Новый Мир ( № 8 2012)
Шрифт:
Это было в стране, которая называлась СССР, где возникла “историческая общность — советский народ” и этот самый народ строил коммунистическое завтра. Но это для парадов и лозунгов, а на самом деле эту страну населяло население, о чем горько шутил Жванецкий: народ у нас замечательный, а вот население — вечно всем недовольно.
У Алексея Цветкова есть стихотворение “то не ветер”, где он говорит о детях, которые всю жизнь болели, лежали в больнице и почти ничего не видели — ни степи, ни леса. Мальчик Коля хвастается, что, когда он был ходячий, видел жука и “лошадь говорит большая / как слон”. Увидеть живого слона эти дети имели еще меньше шансов, чем жука или лошадь, а неизвестное невозможно объяснить, сравнив с неизвестным. Но дело в том, что видеть слона и не нужно — это символ самого большого существа на свете. Вот и СССР для сегодняшних молодых людей — а часто уже и не слишком молодых, тридцатилетних, — это такой умытый слон, нечто большое и чистое. И они совсем не представляют себе и не очень интересуются, как же там жили люди — это самое население. Образ этой страны сегодня складывается из тех ярких переводных картинок (а что такое “переводная картинка”, кто сегодня помнит?), которые сохранили для нашего времени советские кинофильмы. Советская
Надо ли их разочаровывать? Надо ли говорить о нищей стране, зашоренных людях, которые, как шахтовые лошади, шли по кругу и неизбежно слепли. Вряд ли, вздыхая о самом большом слоне, сегодня кто-то думает о беспаспортных колхозниках с пенсией 15 рублей; о пустых прилавках и бесконечных очередях; о тех временах, когда поездка за границу была сродни манне небесной, а возможности отправить детей учиться в Гарвард не имел даже генсек; когда реклама “Покупайте книги в книжных магазинах” выглядела как откровенное издевательство; когда попытка открыть рот и сказать, что ты думаешь о нерушимом блоке коммунистов и беспартийных, была уголовно наказуема по 70-й или по 190-й; когда родное государство обирало, грабило и убивало своих граждан во имя высоких идеалов, но зато у советского народа было чувство глубокого удовлетворения и уверенность в завтрашнем дне.

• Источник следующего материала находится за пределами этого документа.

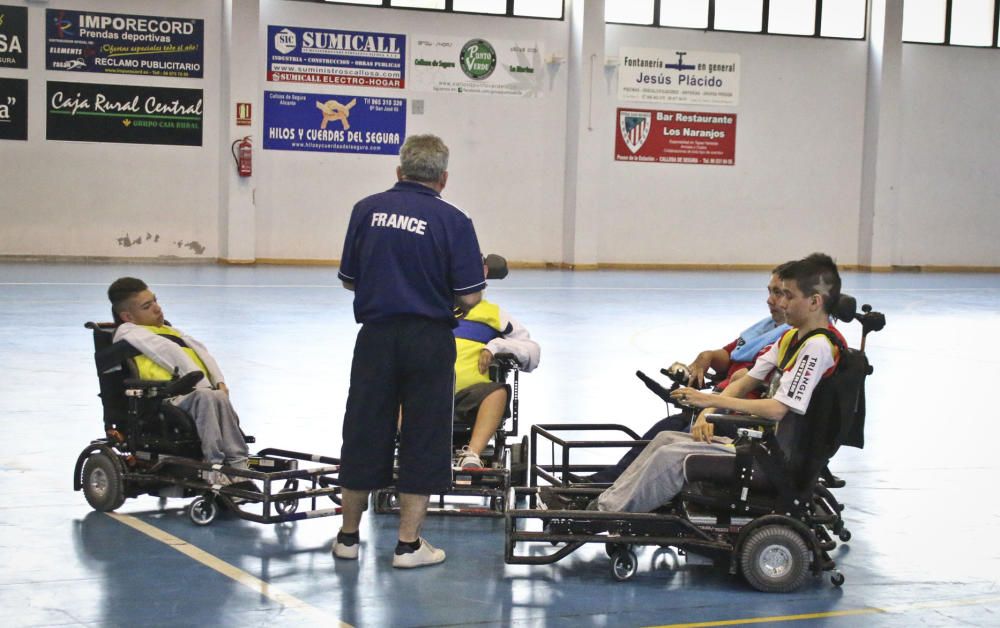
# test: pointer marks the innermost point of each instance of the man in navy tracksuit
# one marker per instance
(410, 258)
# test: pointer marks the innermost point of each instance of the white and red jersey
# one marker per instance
(813, 360)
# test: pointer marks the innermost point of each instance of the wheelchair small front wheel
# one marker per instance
(624, 564)
(103, 485)
(203, 510)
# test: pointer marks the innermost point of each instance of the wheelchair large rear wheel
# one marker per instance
(103, 485)
(775, 559)
(624, 564)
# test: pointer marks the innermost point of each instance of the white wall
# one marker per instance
(795, 185)
(506, 167)
(949, 177)
(79, 198)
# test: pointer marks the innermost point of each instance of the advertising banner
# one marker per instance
(129, 114)
(13, 109)
(13, 37)
(110, 43)
(653, 75)
(317, 55)
(334, 124)
(678, 137)
(476, 66)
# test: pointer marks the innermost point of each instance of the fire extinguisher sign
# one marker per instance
(243, 117)
(334, 123)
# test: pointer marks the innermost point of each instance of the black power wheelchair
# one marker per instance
(480, 492)
(756, 513)
(152, 447)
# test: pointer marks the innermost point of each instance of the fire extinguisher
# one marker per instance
(243, 156)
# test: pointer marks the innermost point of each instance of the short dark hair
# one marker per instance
(777, 270)
(815, 274)
(120, 291)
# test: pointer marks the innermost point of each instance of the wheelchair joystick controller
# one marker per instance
(678, 372)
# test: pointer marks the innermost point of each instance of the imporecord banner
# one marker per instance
(128, 114)
(332, 57)
(335, 124)
(110, 43)
(13, 37)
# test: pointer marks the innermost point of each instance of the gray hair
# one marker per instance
(423, 158)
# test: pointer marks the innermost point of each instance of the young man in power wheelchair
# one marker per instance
(754, 506)
(490, 347)
(170, 433)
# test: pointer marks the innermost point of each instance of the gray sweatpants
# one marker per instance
(217, 424)
(657, 474)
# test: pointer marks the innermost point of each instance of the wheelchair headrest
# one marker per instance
(846, 309)
(496, 266)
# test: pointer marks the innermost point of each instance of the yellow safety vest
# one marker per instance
(479, 326)
(149, 369)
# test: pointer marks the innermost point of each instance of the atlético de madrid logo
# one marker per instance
(634, 127)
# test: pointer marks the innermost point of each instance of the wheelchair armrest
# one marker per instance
(507, 361)
(742, 420)
(171, 388)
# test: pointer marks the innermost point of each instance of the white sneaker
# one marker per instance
(426, 555)
(468, 459)
(219, 478)
(345, 552)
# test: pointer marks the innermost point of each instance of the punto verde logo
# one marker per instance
(478, 59)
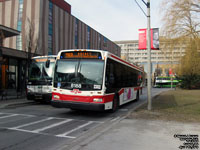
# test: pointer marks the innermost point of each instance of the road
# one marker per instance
(40, 126)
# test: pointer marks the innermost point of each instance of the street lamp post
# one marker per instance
(149, 74)
(149, 107)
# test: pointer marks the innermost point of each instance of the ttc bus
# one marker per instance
(166, 82)
(94, 80)
(39, 86)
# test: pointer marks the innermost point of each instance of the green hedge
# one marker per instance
(190, 81)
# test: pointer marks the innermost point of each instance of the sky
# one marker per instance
(116, 19)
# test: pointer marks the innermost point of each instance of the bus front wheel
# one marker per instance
(115, 105)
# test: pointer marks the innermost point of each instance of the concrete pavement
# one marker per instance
(134, 134)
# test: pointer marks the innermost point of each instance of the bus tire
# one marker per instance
(138, 96)
(115, 104)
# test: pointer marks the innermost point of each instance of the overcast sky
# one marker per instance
(116, 19)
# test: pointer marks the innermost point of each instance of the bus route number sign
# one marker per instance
(76, 86)
(80, 54)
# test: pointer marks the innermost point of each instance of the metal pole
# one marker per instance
(149, 56)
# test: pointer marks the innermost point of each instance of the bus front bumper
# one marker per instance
(78, 105)
(39, 96)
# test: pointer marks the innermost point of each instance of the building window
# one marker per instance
(19, 25)
(99, 41)
(105, 42)
(88, 37)
(50, 29)
(76, 33)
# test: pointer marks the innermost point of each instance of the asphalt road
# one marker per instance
(40, 126)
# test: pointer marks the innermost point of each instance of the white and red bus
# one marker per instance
(94, 80)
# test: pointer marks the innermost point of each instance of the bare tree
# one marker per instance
(181, 18)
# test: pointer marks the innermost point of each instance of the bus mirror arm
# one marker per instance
(47, 63)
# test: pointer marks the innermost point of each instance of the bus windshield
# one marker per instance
(39, 71)
(84, 74)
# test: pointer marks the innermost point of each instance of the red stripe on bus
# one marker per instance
(127, 63)
(85, 99)
(137, 88)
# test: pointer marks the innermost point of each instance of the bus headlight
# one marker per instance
(56, 97)
(97, 100)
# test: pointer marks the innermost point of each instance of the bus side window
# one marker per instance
(110, 78)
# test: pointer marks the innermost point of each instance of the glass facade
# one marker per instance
(50, 29)
(19, 25)
(88, 37)
(76, 33)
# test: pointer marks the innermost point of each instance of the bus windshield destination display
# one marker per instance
(81, 54)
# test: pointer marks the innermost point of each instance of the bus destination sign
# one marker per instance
(81, 54)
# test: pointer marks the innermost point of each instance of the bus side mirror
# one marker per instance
(47, 63)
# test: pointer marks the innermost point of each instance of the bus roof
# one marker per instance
(106, 54)
(46, 56)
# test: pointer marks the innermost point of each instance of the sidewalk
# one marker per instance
(136, 134)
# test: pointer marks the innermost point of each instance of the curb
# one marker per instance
(15, 104)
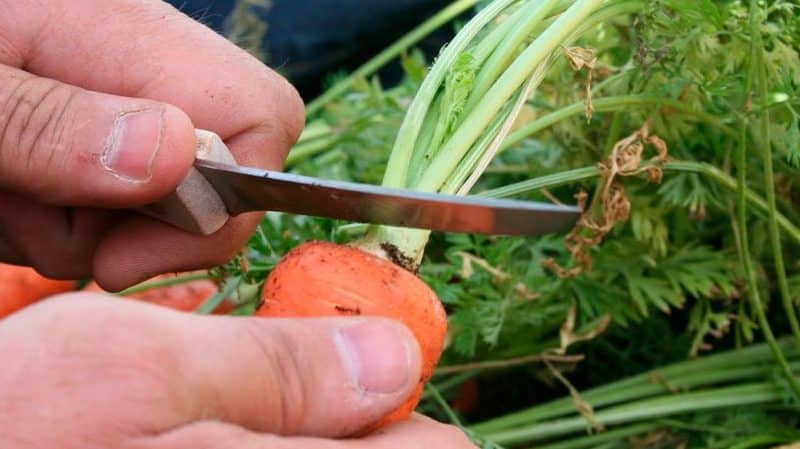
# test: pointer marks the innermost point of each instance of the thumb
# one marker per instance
(311, 376)
(64, 145)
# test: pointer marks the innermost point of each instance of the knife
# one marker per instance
(217, 188)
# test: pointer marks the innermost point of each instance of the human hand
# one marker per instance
(86, 371)
(70, 73)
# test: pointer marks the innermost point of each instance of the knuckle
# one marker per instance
(35, 125)
(284, 376)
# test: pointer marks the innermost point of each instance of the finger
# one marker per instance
(148, 49)
(58, 242)
(419, 431)
(126, 256)
(316, 377)
(61, 144)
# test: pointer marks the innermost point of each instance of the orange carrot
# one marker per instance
(326, 279)
(186, 296)
(21, 286)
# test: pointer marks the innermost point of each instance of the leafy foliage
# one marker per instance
(675, 259)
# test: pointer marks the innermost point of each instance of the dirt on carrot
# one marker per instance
(325, 279)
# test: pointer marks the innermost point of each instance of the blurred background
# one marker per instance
(310, 41)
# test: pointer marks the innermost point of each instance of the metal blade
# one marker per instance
(245, 189)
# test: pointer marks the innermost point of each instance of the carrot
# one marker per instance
(456, 123)
(185, 296)
(21, 286)
(324, 279)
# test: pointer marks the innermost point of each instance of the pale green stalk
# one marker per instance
(672, 404)
(525, 21)
(397, 167)
(505, 86)
(390, 53)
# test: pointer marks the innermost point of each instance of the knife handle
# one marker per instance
(195, 206)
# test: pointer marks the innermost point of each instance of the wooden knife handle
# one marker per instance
(195, 206)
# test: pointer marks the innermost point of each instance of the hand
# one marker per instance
(87, 371)
(98, 104)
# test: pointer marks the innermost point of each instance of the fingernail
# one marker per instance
(133, 143)
(377, 355)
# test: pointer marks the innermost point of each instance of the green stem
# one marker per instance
(437, 397)
(181, 279)
(721, 398)
(605, 437)
(582, 174)
(517, 73)
(612, 104)
(306, 149)
(210, 304)
(397, 167)
(525, 20)
(391, 52)
(753, 293)
(769, 183)
(618, 391)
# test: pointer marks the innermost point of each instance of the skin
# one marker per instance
(85, 370)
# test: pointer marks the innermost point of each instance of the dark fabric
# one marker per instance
(308, 39)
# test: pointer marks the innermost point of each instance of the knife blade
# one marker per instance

Человеку, никогда не стоявшему в очереди за молоком или хлебом, объяснить, что это такое, трудно. Еще труднее объяснить, почему это приходилось делать ежедневно. Но, может быть, и не нужно? Пусть мечтают о слоне. А я буду вспоминать о том, как в наш двор приходил тощильщик с точильным камнем, работавшим от ножного привода. Я вижу, как: “Не сыпались искры, а сыпались, гасли. Был день расточителен; над школой свежей. Неслись облака, и точильщик был счастлив, что столько на свете у женщин ножей”.
38
Лето после второго курса у меня вышло совсем никудышное. Из общаги все разъехались, пришлось домой перебираться. А у меня в сессию два хвоста — по дифгему и по дифурам. Вообще на мехмате четвертая сессия очень трудная. Пятая, впрочем, не легче. Живу дома, отец смотрит волком. Я стараюсь ему на глаза не попадаться. На работу устроила меня мама. На завод железобетонный. Хожу на работу. Там люди работают, ну я тоже. Не умею ничего. Поставили меня желобки у форм вычищать. Бетонные конструкции как делают: берут железную форму и в нее кладут арматуру и бетоном заливают. Потом бетон остынет, форму откроют, балку краном зацепят, а вот в форме остается бетон в желобках. И его вычищать надо, чтобы форма плотно закрывалась. Дали мне молоток, палку стальную, вроде стамески. Работаю, выбиваю бетон из желобков. Тяжело. Ну да ничего. Потом меня на другой участок перевели — дырки в стенах долбить, под водопроводные трубы в доме. Дом строился, а мы его, значит, долбили. Тут работы совсем никакой не было. Мужики придут, пару раз кувалдой саданут по стене — и перекур. Курим. Потом меня за плодово-выгодным посылают. Я иду. И так до вечера. Сидим, курим. И на другой день так же. Уволился я.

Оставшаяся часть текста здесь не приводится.